- Active: 31 October 1862 – 2 June 1865
- Country: Confederate States of America
- Allegiance: Confederate States of America Louisiana
- Branch: Confederate States Army
- Type: Artillery
- Size: Company
- Nicknames: Pelican Artillery, Faries' Battery
- Engagements: American Civil War Battle of Fort Bisland (1863); Battle of Vermilion Bayou (1863); Battle of Kock's Plantation (1863); Battle of Mansura (1864); Battle of Yellow Bayou (1864); ;

Commanders
- Notable commanders: Thomas A. Faries B. Felix Winchester

= 5th Louisiana Field Battery =

The 5th Louisiana Field Battery was an artillery unit recruited from volunteers in Louisiana that fought in the Confederate States Army during the American Civil War. The Pelican Artillery organized on 31 October 1862, recruiting men mostly from St. James Parish, Louisiana. The battery first saw action in November 1862 against Union gunboats on Bayou Teche. In April 1863, the unit distinguished itself at Fort Bisland and it fought a skirmish at Vermilion Bayou a few days later. In July 1863, the battery fired on Federal shipping at Gaudet's Plantation near Donaldsonville, Louisiana, and fought at Kock's Plantation.

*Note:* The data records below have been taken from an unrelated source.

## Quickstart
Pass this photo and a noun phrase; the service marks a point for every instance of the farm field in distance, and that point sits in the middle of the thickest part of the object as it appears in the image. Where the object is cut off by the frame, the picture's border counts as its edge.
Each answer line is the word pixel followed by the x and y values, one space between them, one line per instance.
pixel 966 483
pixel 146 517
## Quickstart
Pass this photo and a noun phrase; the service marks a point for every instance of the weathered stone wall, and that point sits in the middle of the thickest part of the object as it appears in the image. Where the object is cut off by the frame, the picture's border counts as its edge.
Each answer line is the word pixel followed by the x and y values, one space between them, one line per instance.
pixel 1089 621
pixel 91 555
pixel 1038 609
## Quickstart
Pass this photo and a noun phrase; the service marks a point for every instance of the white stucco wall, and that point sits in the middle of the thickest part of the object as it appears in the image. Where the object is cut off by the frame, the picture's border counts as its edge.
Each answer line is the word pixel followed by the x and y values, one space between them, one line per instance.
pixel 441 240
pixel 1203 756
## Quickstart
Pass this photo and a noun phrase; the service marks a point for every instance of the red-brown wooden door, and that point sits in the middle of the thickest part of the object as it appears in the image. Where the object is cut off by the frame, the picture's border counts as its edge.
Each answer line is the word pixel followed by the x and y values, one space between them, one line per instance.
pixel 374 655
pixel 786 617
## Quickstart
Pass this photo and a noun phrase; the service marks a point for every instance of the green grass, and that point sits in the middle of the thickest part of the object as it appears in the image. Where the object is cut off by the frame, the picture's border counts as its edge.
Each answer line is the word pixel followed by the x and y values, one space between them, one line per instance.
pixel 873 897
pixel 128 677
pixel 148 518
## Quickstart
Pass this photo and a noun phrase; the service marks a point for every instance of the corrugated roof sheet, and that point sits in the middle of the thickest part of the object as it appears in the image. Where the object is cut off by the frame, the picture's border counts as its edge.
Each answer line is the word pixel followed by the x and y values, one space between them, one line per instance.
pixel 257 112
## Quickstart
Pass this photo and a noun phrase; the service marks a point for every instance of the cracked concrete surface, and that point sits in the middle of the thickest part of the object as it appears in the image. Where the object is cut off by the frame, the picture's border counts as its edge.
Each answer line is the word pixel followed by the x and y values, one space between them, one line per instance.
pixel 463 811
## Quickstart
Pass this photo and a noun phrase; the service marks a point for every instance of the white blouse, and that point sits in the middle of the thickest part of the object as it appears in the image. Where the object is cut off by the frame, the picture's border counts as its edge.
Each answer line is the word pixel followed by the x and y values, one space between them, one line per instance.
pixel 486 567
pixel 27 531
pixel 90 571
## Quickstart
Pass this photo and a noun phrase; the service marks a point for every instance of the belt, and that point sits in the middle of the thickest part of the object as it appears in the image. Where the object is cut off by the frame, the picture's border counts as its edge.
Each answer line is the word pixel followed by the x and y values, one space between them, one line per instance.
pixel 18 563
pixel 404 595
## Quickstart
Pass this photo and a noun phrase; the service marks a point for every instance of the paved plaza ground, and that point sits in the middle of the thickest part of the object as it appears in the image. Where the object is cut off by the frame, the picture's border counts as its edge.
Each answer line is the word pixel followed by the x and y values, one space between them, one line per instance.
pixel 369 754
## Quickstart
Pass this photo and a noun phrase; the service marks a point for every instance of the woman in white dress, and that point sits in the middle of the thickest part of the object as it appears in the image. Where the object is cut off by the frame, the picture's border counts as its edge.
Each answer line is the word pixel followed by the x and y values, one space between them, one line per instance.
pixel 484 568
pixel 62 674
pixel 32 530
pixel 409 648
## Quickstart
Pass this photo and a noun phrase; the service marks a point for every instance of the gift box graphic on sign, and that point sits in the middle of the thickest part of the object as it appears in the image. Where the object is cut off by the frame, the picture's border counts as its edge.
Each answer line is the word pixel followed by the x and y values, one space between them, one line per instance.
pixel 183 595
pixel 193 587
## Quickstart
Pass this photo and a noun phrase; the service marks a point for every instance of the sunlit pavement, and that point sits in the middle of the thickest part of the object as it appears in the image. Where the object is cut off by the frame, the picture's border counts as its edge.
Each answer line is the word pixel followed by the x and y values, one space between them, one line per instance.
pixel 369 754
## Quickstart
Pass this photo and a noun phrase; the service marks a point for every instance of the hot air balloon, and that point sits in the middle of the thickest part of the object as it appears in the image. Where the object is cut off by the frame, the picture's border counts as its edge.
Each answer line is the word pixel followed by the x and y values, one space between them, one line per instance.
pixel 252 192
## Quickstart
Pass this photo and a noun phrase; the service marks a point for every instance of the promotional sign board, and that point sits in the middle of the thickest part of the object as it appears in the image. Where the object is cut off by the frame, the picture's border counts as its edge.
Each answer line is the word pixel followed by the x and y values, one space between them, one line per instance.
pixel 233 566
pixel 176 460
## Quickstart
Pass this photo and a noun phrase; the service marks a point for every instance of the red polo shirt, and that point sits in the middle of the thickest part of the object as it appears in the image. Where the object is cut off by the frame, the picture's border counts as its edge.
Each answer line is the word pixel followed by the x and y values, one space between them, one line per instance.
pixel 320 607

In April 1864, it served during the Red River campaign and was present, but not engaged at the battles of Mansfield and Pleasant Hill. In May 1864, the unit was engaged at Mansura and Yellow Bayou. The battery surrendered in early June 1865 while at Tyler, Texas. A total of 183 men enlisted in the battery during the war; 2 were killed in action, 5 died from disease, and 1 drowned.